I mean, will Sarah and Jeffrey really take the time once I've gone back to heaven to even read some of this stuff? Or share it with their kids so they can see [their] grandfather as more than an eccentric? How cathartic can it be when I'm documenting Scripture readings and prayer requests and not just writing longhand "hey, this is what's going on" with very few connecting threads? Or am I just saying this now because business is dead even though the winds are no longer whipping snow every which way and loose and I'm not in Winston Churchill mode
where I'm so busy I have no time to worry.

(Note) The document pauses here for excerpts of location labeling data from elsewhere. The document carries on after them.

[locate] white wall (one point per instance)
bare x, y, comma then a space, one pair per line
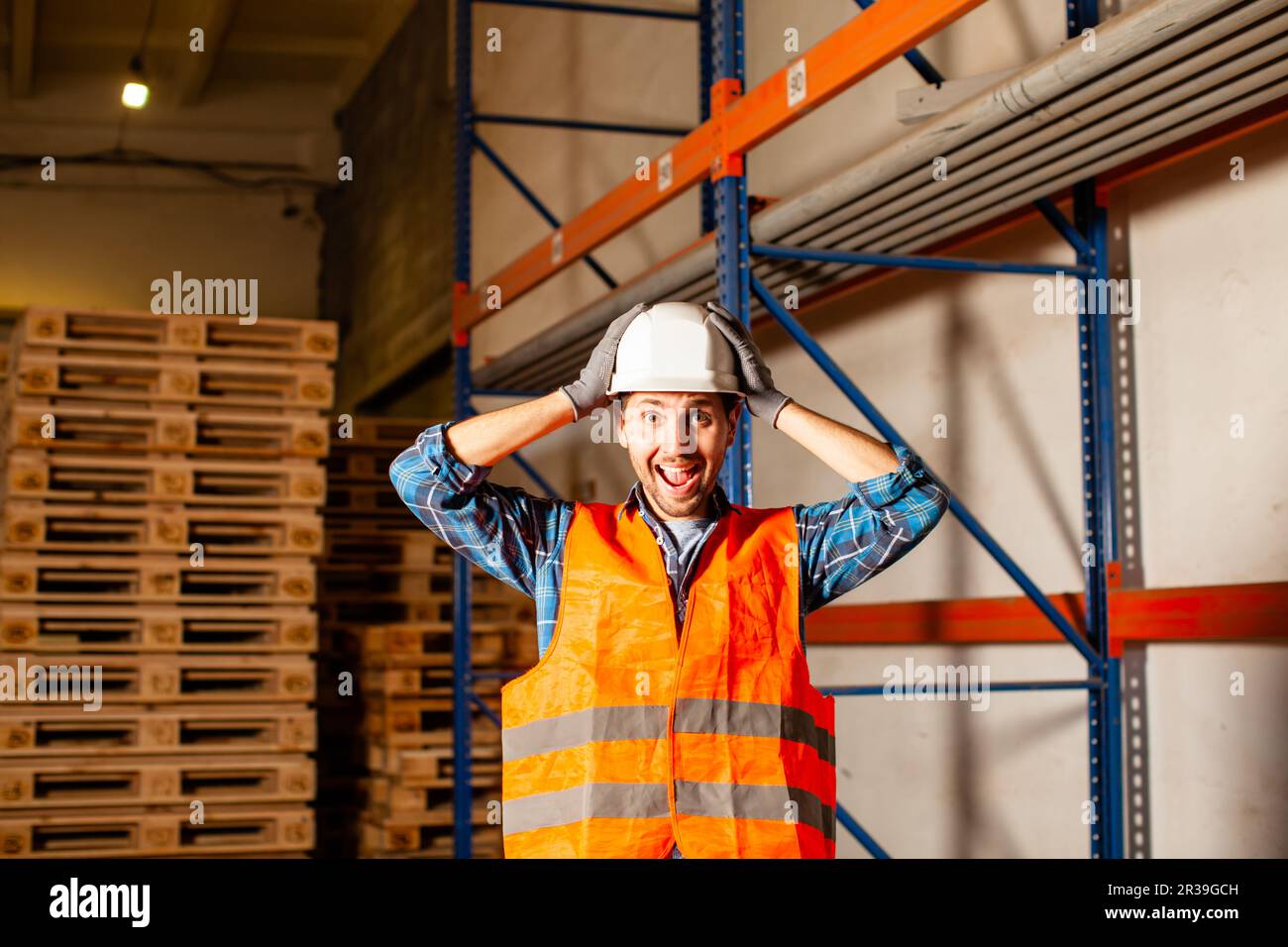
936, 779
98, 236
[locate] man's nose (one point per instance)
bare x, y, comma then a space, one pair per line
678, 433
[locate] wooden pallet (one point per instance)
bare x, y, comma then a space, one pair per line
204, 432
439, 843
48, 527
130, 628
386, 796
391, 684
407, 832
143, 579
206, 337
75, 478
421, 644
400, 582
117, 731
370, 466
181, 678
377, 499
168, 380
415, 547
382, 433
98, 781
423, 723
160, 831
488, 604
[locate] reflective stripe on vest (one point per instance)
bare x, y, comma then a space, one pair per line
622, 742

I'm not worried, really. Got to more of a Wednesday night Advent service after work last night than I have been to in years; I got there right as offering was taken as met the kids smiling more than they have to me in days (particularly Sarah, who got her homework done without anyone's goading -- but I do need to be careful how I say some of this; Jeffrey read my Monday blog post last night and pointed out something was Sarah's fault that I had said was his based on the information I had at the time). The kids stayed up until Martha got home, or close to it.
Last Wednesday was the snow day when nobody went anywhere.
So practice ran extra for the Christmas cantata, and this morning I got the kids to school and we got to work okay since the City of Minot finally cleared the high piles of snow off the road in front of our house! And now as I stand finishing this post and percolating the wording and post of tomorrow's Ensign (there really IS a thought process going into them, in case you were wondering) I find that as I'm diving into the weekend I want it, besides being a good one for my birthday on Sunday, to be something worth celebrating. Something worth celebrating for me and mine every day.